The Battle Against Fake News: How Prediction Markets Are Changing the Game
If you are too lazy to fact check yourself, create a prediction market to outsource it.
What happens on the battlefield is hard to observe from the distance. Usually no neutral observer is present and both opponents want to spin the news to their advantage. Here is a recent example:
Did you ever retweet? Did you forward a link? Many people filter their news via their social network, their bubble. One click, to share some news, may just be a little decision but it is made by millions all the time. Your friends rely on you as fake news detector. How do you handle that responsibility?
One person decided to ask Manifold. The description contains “This is a rare opportunity to actually gage our collective ability to parse propaganda and news.”
You can see a wild swing initially but quickly it stayed below 25% and then below 10%. Two days later newspapers finally feel confident enough to release fact check articles. Many still argue about truth.
A particularly funny argument when you are used to prediction markets: “We cannot be 100% sure.” I agree. in this case I’m 94% sure though and that is “very sure”. It wasn’t Israel.
I’m very happy that prediction markets exist here. You can read the comments where people discuss blurry pixels and distorted sounds. I could try to check it for myself but I can also be pretty sure the market price gives me a solid simple answer since there are many traders (even more on this mirror market).
This incident also highlights a strength of Manifold compared to other websites: Speed. It allows any user to publish such markets with waiting for moderation. Yes, the means ugly discussions sometimes about ambiguous criteria, but in this case it also provided useful information much quicker.
There was a similar effect with the LK-99 superconductor: Manifold was first and gather quite some attention because of that.
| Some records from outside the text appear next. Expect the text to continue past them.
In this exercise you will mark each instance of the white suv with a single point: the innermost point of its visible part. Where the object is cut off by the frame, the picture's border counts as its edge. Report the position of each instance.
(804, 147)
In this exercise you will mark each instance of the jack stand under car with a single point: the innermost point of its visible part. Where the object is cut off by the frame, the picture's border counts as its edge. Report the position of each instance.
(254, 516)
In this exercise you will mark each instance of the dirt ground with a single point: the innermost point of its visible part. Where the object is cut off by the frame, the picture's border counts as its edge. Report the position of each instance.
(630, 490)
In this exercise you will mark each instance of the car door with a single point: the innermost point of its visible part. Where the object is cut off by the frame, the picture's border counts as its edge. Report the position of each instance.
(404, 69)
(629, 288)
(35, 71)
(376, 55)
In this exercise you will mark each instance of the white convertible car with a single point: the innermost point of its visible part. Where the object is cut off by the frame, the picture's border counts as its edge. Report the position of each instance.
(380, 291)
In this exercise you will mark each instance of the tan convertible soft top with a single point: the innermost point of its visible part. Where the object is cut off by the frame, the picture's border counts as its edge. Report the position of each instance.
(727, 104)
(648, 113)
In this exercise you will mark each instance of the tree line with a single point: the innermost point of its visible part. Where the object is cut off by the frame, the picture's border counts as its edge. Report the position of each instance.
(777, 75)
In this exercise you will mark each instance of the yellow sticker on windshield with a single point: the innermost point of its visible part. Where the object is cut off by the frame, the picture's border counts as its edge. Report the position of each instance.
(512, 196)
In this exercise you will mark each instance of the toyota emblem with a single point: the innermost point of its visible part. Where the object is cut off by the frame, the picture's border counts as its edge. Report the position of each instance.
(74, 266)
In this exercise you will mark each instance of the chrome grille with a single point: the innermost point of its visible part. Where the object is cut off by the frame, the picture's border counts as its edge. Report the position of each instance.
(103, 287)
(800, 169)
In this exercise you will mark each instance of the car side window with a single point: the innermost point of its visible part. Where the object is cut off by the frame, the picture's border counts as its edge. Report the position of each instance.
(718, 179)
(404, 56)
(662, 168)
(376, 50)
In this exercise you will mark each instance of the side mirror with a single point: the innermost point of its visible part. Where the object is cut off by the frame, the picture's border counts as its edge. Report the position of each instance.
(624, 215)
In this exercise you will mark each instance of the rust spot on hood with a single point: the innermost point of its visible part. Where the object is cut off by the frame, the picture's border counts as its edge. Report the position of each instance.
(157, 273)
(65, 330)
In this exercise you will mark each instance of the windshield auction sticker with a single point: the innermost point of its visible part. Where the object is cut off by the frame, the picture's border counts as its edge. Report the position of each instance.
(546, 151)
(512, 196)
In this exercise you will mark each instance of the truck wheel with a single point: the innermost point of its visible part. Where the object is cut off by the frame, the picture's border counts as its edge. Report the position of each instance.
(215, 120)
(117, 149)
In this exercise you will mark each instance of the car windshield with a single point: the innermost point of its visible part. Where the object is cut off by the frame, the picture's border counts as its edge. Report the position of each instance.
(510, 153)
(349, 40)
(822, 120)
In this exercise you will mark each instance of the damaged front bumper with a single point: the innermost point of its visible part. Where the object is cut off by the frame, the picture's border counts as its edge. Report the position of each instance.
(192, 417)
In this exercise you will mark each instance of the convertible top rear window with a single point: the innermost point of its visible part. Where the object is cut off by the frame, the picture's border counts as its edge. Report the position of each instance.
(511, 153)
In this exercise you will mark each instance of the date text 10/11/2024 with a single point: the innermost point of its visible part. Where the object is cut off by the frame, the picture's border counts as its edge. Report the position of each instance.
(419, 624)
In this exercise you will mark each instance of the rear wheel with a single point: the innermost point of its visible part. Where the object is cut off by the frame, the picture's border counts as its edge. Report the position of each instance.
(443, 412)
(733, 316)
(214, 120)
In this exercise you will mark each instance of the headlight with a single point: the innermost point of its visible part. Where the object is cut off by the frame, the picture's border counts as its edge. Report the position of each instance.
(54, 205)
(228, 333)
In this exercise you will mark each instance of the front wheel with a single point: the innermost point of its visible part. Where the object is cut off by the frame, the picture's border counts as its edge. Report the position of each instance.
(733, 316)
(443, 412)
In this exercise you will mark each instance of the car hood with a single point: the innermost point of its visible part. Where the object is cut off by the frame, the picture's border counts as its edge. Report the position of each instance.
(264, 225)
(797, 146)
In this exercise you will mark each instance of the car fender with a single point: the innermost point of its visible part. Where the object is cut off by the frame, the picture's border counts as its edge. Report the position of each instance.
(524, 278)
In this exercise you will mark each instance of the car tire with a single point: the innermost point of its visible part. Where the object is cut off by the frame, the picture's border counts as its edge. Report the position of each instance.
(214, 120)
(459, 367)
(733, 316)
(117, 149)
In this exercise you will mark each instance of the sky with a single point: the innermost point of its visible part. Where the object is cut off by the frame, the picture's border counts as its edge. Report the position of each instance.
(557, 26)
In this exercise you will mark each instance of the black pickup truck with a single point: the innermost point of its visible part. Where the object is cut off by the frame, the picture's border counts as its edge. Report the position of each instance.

With this newsletter I want to explore how we can make better decisions. This is a great example how prediction markets may help with tiny decisions like a retweet. The next time you wonder if some news are fake or not, you know how to outsource the fact checking.
It seems I struggle with posting in a 7 day rhythm. I hope you don’t mind an additional post. There is too much to write about. I’m even skipping the crazy house speaker voting so far. As a german, such chaos is too alien to me to bet.
Probably until next week, lazy readers! 😊
Oh, even the NYTimes is not convinced yet: https://manifold.markets/MarcusAbramovitch/will-the-new-york-times-definitivel?r=bWFya2V0d2lzZQ
„Will the New York Times definitively state Israel was not behind the Gaza hospital blast?“ trading at 58% at the moment.